WordPress / openverse

Openverse is a search engine for openly-licensed media. This monorepo includes all application code.
https://openverse.org
MIT License
250 stars 202 forks source link

Dead link validation Redis key size optimisation #2400

Open sarayourfriend opened 1 year ago

sarayourfriend commented 1 year ago

Problem

Dead link validation uses the following template for Redis keys: valid:{result.url}. The URLs for works can be very long, especially from providers like Wikimedia and Rawpixel (both of which are quite common). Even the shorter common URLs like Flickr can be easily optimised.

These keys could be optimised to save an estimated 1 to 1.5 GB in our production Redis.

Description

Change dead link validation keys to use the UUID of the work with the hyphens stripped.

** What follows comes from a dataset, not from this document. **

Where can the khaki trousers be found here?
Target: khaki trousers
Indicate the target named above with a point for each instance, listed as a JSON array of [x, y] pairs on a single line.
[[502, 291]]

This would reduce the relatively small Flickr keys to 90 B rather than 120 B. It would reduce Wikimedia keys from 300 B to 90 B.

Cumulatively this would bring a massive reduction in key size.

Caveat: We need to avoid the performance penalty that would come from switching the key format without saving existing validation data. There are two approaches to this. One is faster but more complicated and the other is much slower but far simpler. We will follow the approach below because:

  1. The performance management/throttling needs of the fast version are unclear to me and I don't know how to estimate how "fast" processing 26 million keys in this way would actually be.
  2. Our Redis memory usage will go up as a result of #1969. The fast version is only worth it if we can reduce data usage quickly enough so that we can downgrade our Redis instance and save money before #1969 is implemented. After that IP is implemented, we will almost certainly need to upgrade our Redis instance size again.
  3. It isn't even that "slow" in the context of our project.
  4. It is significantly simpler and way harder for us to add bugs or cause problems with our app.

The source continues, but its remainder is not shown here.